Rare, but welcome music at the Barbican.
BBC Symphony Orchestra & Sakari Oramo (Photo: Mark Allan)
The rich and complex music of Poland’s mid century composer Grażyna Bacewicz is sadly absent from concert programmes, so, while a performance of her six minute Overture for orchestra was a welcome surprise, it felt perhaps a little tokenistic. The BBC Symphony Orchestra under Sakari Oramo gave it a well-rounded performance, though, taking its fusion of 19th century Romanticism imbued with 20th century harmonic twists and nuancing every shade of its mood swings from the opening jolly brass fanfare, through the pastoral calm of its short Andante to the frenetic sawing from the low strings at its close.
Mozart’s Bassoon Concerto is a bit of an oddity. The golden age of Baroque bassoon concerti was over, and perhaps Mozart’s was a bit of a retrospective essay in the form. Certainly, as it’s a pre-Viennese work, it’s not Mozart at his most innovative, and tends to be a little ‘stock Classical concerto’ – but it’s still Mozart, and has touches of humour about it, and a need for virtuosic playing. The way to approach it, then, is probably with unconscious élan and a degree of showmanship. Which – with Julie Price (BBCSO’s principal bassoon) as soloist – was exactly the performance given, to great effect. Under Oramo, the orchestra produced a solid sound that was nonetheless delicately textured and well controlled for dynamic. Price’s performance was a lesson not only in virtuosic playing, but in excellent audience communication; stepping onto and off her high stool, she danced with her instrument, pointing up physically all of the changing colours in Mozart’s agile writing from the humour of the first movement, through the lyricism of the second, to the downright showiness of the final minuet/rondo (taken at breakneck speed).

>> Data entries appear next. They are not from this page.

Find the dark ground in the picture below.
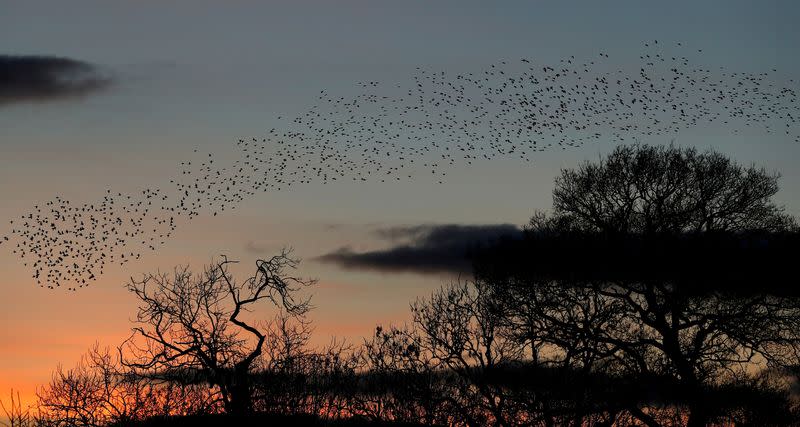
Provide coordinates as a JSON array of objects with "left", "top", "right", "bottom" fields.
[{"left": 113, "top": 413, "right": 430, "bottom": 427}]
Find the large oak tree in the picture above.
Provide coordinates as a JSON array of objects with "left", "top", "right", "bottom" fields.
[{"left": 476, "top": 144, "right": 800, "bottom": 426}]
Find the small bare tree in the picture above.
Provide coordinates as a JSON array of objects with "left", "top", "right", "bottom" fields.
[
  {"left": 1, "top": 389, "right": 34, "bottom": 427},
  {"left": 358, "top": 323, "right": 446, "bottom": 425},
  {"left": 251, "top": 314, "right": 359, "bottom": 418},
  {"left": 121, "top": 249, "right": 315, "bottom": 415},
  {"left": 409, "top": 280, "right": 526, "bottom": 427},
  {"left": 36, "top": 343, "right": 218, "bottom": 427}
]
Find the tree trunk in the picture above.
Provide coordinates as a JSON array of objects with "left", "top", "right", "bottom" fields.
[
  {"left": 628, "top": 406, "right": 662, "bottom": 427},
  {"left": 682, "top": 375, "right": 709, "bottom": 427},
  {"left": 686, "top": 398, "right": 709, "bottom": 427},
  {"left": 225, "top": 365, "right": 253, "bottom": 415}
]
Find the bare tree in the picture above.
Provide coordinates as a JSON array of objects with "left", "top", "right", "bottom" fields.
[
  {"left": 1, "top": 389, "right": 34, "bottom": 427},
  {"left": 250, "top": 314, "right": 360, "bottom": 419},
  {"left": 358, "top": 323, "right": 450, "bottom": 425},
  {"left": 551, "top": 144, "right": 796, "bottom": 235},
  {"left": 35, "top": 344, "right": 217, "bottom": 427},
  {"left": 478, "top": 144, "right": 800, "bottom": 426},
  {"left": 121, "top": 249, "right": 315, "bottom": 415},
  {"left": 409, "top": 280, "right": 527, "bottom": 427}
]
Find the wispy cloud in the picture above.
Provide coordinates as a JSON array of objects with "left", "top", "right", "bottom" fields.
[
  {"left": 316, "top": 223, "right": 522, "bottom": 275},
  {"left": 0, "top": 55, "right": 112, "bottom": 105},
  {"left": 244, "top": 240, "right": 270, "bottom": 255}
]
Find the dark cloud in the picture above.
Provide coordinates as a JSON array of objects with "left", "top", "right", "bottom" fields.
[
  {"left": 0, "top": 55, "right": 111, "bottom": 105},
  {"left": 316, "top": 223, "right": 522, "bottom": 274},
  {"left": 473, "top": 230, "right": 800, "bottom": 296}
]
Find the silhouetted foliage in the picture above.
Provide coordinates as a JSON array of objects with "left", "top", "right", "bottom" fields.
[
  {"left": 108, "top": 412, "right": 430, "bottom": 427},
  {"left": 473, "top": 144, "right": 800, "bottom": 426},
  {"left": 35, "top": 344, "right": 217, "bottom": 427}
]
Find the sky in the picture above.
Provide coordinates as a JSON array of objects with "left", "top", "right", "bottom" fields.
[{"left": 2, "top": 0, "right": 800, "bottom": 410}]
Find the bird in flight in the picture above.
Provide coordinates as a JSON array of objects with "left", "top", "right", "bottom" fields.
[{"left": 2, "top": 41, "right": 797, "bottom": 289}]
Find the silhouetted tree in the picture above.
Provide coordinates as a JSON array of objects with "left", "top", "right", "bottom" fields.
[
  {"left": 121, "top": 249, "right": 315, "bottom": 415},
  {"left": 550, "top": 144, "right": 795, "bottom": 235},
  {"left": 250, "top": 313, "right": 359, "bottom": 419},
  {"left": 477, "top": 144, "right": 800, "bottom": 426},
  {"left": 358, "top": 323, "right": 452, "bottom": 425},
  {"left": 1, "top": 389, "right": 35, "bottom": 427},
  {"left": 408, "top": 280, "right": 525, "bottom": 426},
  {"left": 36, "top": 344, "right": 217, "bottom": 427}
]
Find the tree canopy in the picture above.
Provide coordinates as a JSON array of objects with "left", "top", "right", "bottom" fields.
[{"left": 473, "top": 144, "right": 800, "bottom": 427}]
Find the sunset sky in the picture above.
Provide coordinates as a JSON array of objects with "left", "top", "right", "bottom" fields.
[{"left": 2, "top": 0, "right": 800, "bottom": 410}]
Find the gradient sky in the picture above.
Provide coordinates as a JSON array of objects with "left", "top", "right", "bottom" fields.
[{"left": 2, "top": 0, "right": 800, "bottom": 409}]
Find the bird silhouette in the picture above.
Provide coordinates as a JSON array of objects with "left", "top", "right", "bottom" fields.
[{"left": 1, "top": 41, "right": 797, "bottom": 289}]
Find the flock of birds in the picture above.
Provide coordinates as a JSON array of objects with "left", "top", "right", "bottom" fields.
[{"left": 1, "top": 41, "right": 798, "bottom": 290}]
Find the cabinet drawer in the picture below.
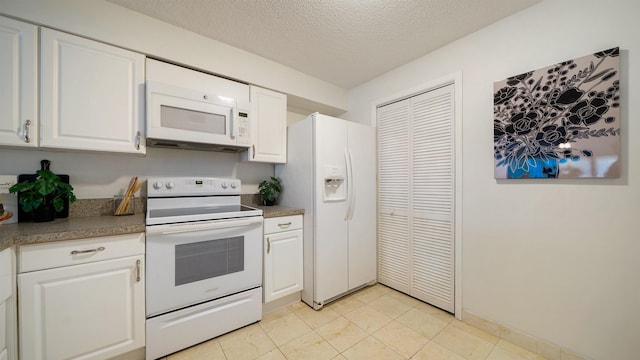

Elgar’s 1910 Romance for bassoon and orchestra is another performance rarity, and, from the opening disquieted string passage, you immediately know who wrote it. Only six minutes long, it’s crammed full of Elgarian orchestral tropes – such as the little melodic fragments that never quite find resolution – over which the bassoon’s long, wistful lines are arranged to highlight its range and timbres. The orchestra’s sensitive understanding of Elgar’s characterful rapid dynamic swerves was to the fore, and Price’s playing was immaculate, showcasing the instrument’s capabilities in a polished and empathetic account. Despite the first-rate performance, though, the work failed to hit the spot; somehow, Elgar’s usual ability to summon emotion gets lost in his overthought writing, and the piece never quite finds its direction, such that one is glad to have heard it, but won’t be rushing out to find a recording of it.
“The BBC Symphony Orchestra under Sakari Oramo gave it a well-rounded performance…“
Julie Price & members of BBCSO (Photo: Mark Allan)
Dvořák’s sempiternally sunny eighth symphony closed the programme, and here, Oramo and the orchestra were on top form, giving the work an excitingly nuanced performance in which the composer’s Bohemian roots really stood out in the light touches given to the more ‘folksy’ material in the symphony that felt as though, musically, the lighting plot had suddenly undergone dramatic change.
If the earlier part of the evening had been bassoon oriented, in this symphony it’s its string sibling, the ‘cello, that’s the star, and the LSO’s section revelled in all the material that Dvořák so generously gives them – the opening warm passages (taken quite briskly) of the first movement, the beautifully matched duet with the horns later in that movement, and the glorious melody at the beginning of the final movement. Speaking of horns, these too, were in fine fettle, giving us some dramatic swoops in the first movement, and some thrilling trills in the last.
The sticking point of the symphony is often the second movement, whose first part always feels like a series of introductions to a grand tune that never quite happens. There’s a lot of variance in the orchestral texture across these, and Oramo chose to highlight the contrasts; it’s probably the best way of offsetting the lack of melodic payoff, but its downside is that it also highlights it. In any event, the emphasised lilt of the third movement’s glittery waltz, and the stunning pullback in dynamic just before the knockabout finale of the fourth movement were more than adequate compensation.